It’s back to school week, an extremely appropriate time to send my “baby” (the final manuscript of book #4) off to the publisher. Time to celebrate another “chick” leaving the brain nest—I might even shed a few crocodile tears about its fledgling independence!
This book is the longest I’ve written so far (270 pages), with six point-of-view characters, which helps explain why it took so long to finish it. Even after various times when I thought it was complete (starting two years ago), I still found details that needed to be removed (or, in a few cases, embellished) and scenes that could be further streamlined. Since March, I’ve done two full read-throughs and found several corrections to make each time.
Now, at last, it’s out of my hands.
Several people have asked me why there’s so much lead time before it’s available to readers (June 2020). First, the publisher will do a copy edit and then send back corrections, which might lead to several weeks of back and forth.
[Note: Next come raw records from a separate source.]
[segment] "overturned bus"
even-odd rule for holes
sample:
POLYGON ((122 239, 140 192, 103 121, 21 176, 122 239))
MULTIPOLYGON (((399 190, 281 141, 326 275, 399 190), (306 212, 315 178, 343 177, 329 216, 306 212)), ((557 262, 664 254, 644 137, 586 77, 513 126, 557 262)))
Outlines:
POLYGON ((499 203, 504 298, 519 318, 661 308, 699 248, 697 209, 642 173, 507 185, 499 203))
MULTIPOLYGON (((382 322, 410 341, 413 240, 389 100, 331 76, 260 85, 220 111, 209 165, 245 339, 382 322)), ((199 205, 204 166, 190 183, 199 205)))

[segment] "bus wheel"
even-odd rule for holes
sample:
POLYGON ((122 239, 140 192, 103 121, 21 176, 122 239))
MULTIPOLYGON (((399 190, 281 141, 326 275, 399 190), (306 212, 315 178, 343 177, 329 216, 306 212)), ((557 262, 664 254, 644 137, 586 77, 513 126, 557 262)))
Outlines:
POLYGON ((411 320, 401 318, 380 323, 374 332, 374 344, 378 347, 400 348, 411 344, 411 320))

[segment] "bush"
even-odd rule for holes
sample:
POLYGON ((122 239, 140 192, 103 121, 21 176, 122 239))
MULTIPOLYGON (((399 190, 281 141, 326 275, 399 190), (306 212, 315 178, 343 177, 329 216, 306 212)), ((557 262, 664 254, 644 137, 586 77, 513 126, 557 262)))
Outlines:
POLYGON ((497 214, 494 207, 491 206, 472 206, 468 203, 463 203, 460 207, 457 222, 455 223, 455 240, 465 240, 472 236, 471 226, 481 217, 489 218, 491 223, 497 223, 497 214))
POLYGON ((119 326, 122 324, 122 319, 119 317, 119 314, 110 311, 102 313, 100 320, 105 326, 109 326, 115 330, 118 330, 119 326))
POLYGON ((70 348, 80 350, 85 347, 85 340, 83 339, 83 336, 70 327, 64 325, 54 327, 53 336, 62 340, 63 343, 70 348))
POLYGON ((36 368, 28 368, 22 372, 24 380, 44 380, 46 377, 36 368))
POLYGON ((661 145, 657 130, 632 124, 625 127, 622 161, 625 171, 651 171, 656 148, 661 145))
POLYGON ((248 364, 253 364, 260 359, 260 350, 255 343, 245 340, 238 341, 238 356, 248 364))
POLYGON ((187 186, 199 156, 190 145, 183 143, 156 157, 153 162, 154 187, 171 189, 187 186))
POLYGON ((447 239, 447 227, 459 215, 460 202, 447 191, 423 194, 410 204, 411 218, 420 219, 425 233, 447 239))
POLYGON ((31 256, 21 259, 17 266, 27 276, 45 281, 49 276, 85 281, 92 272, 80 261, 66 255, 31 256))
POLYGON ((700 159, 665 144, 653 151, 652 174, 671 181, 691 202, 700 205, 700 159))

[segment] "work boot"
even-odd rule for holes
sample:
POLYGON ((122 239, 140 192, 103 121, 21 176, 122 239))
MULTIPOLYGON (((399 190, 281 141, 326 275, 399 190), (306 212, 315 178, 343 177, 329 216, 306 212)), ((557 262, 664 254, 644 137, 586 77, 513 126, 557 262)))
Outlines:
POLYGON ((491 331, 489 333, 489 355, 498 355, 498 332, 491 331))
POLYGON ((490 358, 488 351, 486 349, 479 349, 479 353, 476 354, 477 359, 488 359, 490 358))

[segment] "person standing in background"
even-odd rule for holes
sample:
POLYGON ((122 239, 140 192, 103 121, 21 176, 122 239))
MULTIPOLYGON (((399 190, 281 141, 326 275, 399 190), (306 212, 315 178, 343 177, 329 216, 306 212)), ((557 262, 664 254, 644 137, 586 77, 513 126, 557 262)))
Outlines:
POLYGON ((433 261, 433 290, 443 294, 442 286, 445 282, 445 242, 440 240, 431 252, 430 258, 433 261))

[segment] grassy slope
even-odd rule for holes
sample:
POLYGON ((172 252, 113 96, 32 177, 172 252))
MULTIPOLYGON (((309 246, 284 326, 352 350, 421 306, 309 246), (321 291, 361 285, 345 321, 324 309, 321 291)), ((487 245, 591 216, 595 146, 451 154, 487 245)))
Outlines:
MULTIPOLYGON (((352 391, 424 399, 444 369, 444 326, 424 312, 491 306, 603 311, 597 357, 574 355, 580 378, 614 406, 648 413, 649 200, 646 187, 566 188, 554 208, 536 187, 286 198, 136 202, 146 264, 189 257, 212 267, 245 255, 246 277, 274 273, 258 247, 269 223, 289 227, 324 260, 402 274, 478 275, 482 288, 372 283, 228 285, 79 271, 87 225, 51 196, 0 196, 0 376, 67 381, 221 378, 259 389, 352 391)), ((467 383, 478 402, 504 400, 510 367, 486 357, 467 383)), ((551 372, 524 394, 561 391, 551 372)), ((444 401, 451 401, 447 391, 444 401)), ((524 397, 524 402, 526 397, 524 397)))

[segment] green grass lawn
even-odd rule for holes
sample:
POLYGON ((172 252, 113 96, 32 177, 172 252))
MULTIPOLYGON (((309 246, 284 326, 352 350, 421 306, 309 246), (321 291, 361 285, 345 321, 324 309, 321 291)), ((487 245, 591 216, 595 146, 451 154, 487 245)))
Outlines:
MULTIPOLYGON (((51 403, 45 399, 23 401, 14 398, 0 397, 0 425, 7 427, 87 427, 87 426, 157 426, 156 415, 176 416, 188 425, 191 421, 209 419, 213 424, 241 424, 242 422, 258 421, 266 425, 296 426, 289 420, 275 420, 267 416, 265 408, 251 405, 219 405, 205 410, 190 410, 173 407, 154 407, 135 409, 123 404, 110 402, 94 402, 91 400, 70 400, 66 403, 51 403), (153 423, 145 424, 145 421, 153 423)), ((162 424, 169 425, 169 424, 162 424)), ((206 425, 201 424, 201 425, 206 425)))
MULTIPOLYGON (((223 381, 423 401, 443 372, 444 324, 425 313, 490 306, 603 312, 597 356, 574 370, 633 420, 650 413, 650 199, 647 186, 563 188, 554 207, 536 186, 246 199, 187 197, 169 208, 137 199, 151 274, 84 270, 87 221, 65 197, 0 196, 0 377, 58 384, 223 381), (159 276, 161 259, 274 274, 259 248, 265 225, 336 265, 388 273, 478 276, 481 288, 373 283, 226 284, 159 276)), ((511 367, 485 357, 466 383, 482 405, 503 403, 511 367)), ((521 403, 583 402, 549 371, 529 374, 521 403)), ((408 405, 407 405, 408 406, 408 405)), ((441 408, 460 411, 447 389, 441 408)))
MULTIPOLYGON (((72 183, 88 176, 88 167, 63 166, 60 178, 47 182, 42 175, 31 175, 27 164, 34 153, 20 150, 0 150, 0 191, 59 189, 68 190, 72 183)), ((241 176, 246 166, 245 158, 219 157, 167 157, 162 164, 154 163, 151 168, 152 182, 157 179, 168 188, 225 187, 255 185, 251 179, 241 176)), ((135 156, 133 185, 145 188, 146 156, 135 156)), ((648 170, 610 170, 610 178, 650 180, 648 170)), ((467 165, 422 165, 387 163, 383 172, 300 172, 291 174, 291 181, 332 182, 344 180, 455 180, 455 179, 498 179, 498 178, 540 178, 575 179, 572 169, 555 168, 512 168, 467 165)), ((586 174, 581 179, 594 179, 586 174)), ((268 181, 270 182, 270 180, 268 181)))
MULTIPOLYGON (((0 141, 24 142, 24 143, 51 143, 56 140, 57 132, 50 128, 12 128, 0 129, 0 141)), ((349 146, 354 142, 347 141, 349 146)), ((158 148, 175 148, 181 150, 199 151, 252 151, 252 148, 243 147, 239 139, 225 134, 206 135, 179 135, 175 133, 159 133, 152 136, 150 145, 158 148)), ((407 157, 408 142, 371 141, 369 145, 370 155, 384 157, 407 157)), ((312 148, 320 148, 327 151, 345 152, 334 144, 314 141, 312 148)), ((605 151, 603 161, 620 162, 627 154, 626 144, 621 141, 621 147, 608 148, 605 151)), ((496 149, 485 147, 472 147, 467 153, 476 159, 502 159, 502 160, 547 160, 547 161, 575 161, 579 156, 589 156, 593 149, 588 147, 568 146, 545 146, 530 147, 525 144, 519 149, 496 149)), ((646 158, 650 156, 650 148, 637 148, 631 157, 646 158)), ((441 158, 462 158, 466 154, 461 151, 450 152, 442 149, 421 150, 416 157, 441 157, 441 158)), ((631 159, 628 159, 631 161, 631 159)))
Once that process is completed, they design the layout, which I will also get to check over before “Advance Reader’s Copies” (known in the industry as ARCs) are created. The goal is to make ARCs available to reviewers and other influencers early in 2020.
The rest of the lead time will be taken up with marketing-related stuff: asking for blurbs, getting early reviews, and making sure that readers who like New England coastal fiction or who care about conserving open land find out about it. I’d love it if you all help spread the word—and, ideally, pre-order your copy when the time comes (more about that in December).
That’s what’s ahead. For now, I’m taking some deep breaths and pausing to celebrate this transition to the next phase—not back to school, but off to be published. Cheers!